Their bankruptcy petition was filed Oct. 14, 2005, in U.S. Bankruptcy Court District of Connecticut, Hartford Division. It showed the DeHuffs’ assets at that time totaling $190,868.93 in personal property, mostly from their house at 20 Lynn Ave., Terryville, two vehicles, a boat and trailer, and photography and video equipment.
Liabilities totaled $196,277.83, mostly from their mortgage and car loans, but also from other loans and credit cards. The mortgage was listed through USDA Rural Development. The loans included a $14,806.43 loan listed from the U.S. Department of Education.
They did not owe any property taxes at that time. Total combined monthly income was entered as $2,929, all from the video business, Sonlight Productions, as Pattie was listed as a full-time student. Total monthly expenditures were listed as $2,925.94.
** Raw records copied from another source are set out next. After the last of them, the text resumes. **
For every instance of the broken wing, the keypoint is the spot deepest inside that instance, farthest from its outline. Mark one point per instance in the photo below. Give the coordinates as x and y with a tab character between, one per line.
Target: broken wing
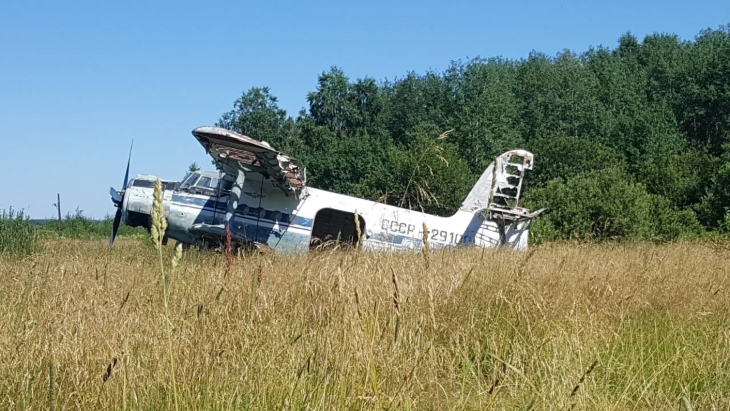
232	151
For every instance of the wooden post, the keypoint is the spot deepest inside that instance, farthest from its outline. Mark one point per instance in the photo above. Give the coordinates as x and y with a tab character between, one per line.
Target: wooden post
58	206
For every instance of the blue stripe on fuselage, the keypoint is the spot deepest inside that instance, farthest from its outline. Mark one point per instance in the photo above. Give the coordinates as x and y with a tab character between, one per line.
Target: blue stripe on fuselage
212	205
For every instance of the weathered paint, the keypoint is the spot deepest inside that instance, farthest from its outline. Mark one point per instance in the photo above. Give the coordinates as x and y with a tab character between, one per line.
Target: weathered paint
267	213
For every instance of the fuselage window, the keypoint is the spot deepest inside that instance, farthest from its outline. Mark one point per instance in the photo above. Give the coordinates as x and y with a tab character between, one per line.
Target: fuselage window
190	180
203	182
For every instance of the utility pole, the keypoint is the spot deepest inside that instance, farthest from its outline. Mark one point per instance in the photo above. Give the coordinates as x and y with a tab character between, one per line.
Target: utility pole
58	206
“Because my cancer was considered by the VA to be service connected, all of my medical care was taken care of by the VA. My chemotherapy was done at the VA Hospital in West Haven and my radiation was done at Yale,” DeHuff said in a statement to The Bristol Press.
“Just an additional clarification - it was not the medical bills that caused the bankruptcy - it was because I was incapacitated by the cancer and the treatment that I could no longer service the debt that I already had,” he added.